The relative abundances of the genome-derived V3-V4 amplicons was highly similar among the libraries and, for the most part, aligned with several independently measured genome compositions of this mixture (Foox et al., 2021). Nine of these genomes had consensus primer-binding sites and the relative abundances were not correlated with the G/C content of their V3-V4 regions. One notable exception was a substantial underrepresentation of the Archaeon H. volcanii, which has a high G/C content in its genome, but not in the V3-V4 region. This underrepresentation was unexpected because the primer-binding sites of H. volcanii presented three mismatches: two were the same as those in the engineered mismatch template (G to C at −8 in the forward site, and T to G at −14 in the reverse), with the third H. volcanii mismatch being outside of a 3′ region (A to G at −9 in the forward site).
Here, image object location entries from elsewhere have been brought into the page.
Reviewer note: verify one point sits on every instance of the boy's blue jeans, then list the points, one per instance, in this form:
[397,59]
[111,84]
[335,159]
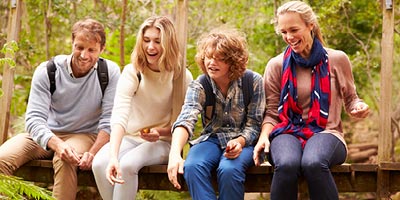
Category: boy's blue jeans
[290,161]
[206,157]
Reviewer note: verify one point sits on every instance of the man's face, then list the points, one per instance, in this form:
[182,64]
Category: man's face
[85,53]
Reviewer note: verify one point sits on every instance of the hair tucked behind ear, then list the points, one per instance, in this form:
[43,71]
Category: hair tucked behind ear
[170,57]
[306,13]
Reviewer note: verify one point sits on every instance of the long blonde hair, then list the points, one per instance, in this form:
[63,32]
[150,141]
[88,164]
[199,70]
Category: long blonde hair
[169,59]
[306,13]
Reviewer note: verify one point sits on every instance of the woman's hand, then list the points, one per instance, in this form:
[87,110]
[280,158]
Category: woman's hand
[260,150]
[361,110]
[151,135]
[113,172]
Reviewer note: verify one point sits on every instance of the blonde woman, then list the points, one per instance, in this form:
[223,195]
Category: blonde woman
[141,118]
[306,88]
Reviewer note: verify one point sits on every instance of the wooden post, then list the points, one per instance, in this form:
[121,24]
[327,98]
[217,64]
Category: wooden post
[181,28]
[385,147]
[14,26]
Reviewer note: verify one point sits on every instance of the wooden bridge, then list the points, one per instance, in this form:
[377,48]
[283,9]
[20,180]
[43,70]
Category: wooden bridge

This V3-V4 region has as other properties that likely contributed to an inefficient targeting stage (discussed below).

Both the match and mismatch reporter amplicons were present in the spiked libraries, but the mismatch product was reduced by ~37% compared to the match product in each case. Importantly, each reporter version was reduced in abundance by ~50% in Library_3 compared to Library_2, accurately reflecting the difference in spiking level. Taken together, any biases in the targeting stages were preserved through the amplification stages along with apparent differences in relative template abundance. Therefore, the thermal-bias protocol is a promising alternative method for generating sequencing libraries and it can tolerate non-consensus targets.